Sequencing of SACS in 22 patients with unexplained early-onset ataxia, assessment of novel SACS variants in 3.500 European control chromosomes and extensive phenotypic investigations of all SACS carriers.
We identified 11 index patients harbouring 17 novel SACS variants. 9/11 patients harboured two variants of at least probable pathogenicity which were not observed in controls and, in case of missense mutations, were located in highly conserved domains.

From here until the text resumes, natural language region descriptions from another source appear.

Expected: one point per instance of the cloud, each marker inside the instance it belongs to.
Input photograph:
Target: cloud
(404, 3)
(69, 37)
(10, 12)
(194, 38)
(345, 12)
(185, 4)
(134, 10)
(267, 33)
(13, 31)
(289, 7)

These 9 patients accounted for at least 11% (9/83) in our series of unexplained early onset ataxia subjects. While most patients (7/9) showed the classical ARSACS triad, the presenting phenotype reached from pure neuropathy (leading to the initial diagnosis of Charcot-Marie-Tooth disease) in one subject to the absence of any signs of neuropathy in another. In contrast to its name "spastic ataxia", neither spasticity (absent in 2/9=22%) nor extensor plantar response (absent in 3/9=33%) nor cerebellar ataxia (absent in 1/9=11%) were obligate features. Autonomic features included urine urge incontinence and erectile dysfunction. Apart from the well-established MRI finding of pontine hypointensities, all patients (100%) showed hyperintensities of the lateral pons merging into the (thickened) middle cerebellar peduncles. In addition, 63% exhibited bilateral parietal cerebral atrophy, and 63% a short circumscribed thinning of the posterior midbody of the corpus callosum. In 2 further patients with differences in important clinical features, VUS class 3 variants (c.1373C>T p.Thr458Ile and c.2983 G>T p.Val995Phe) were identified. These variants were, however, also observed in controls, thus questioning their pathogenic relevance.
We here demonstrate that each feature of the classical ARSACS triad (cerebellar ataxia, spasticity and peripheral neuropathy) might be missing in ARSACS. Nevertheless, characteristic MRI features - which also extend to supratentorial regions and involve the cerebral cortex - will help to establish the diagnosis in most cases.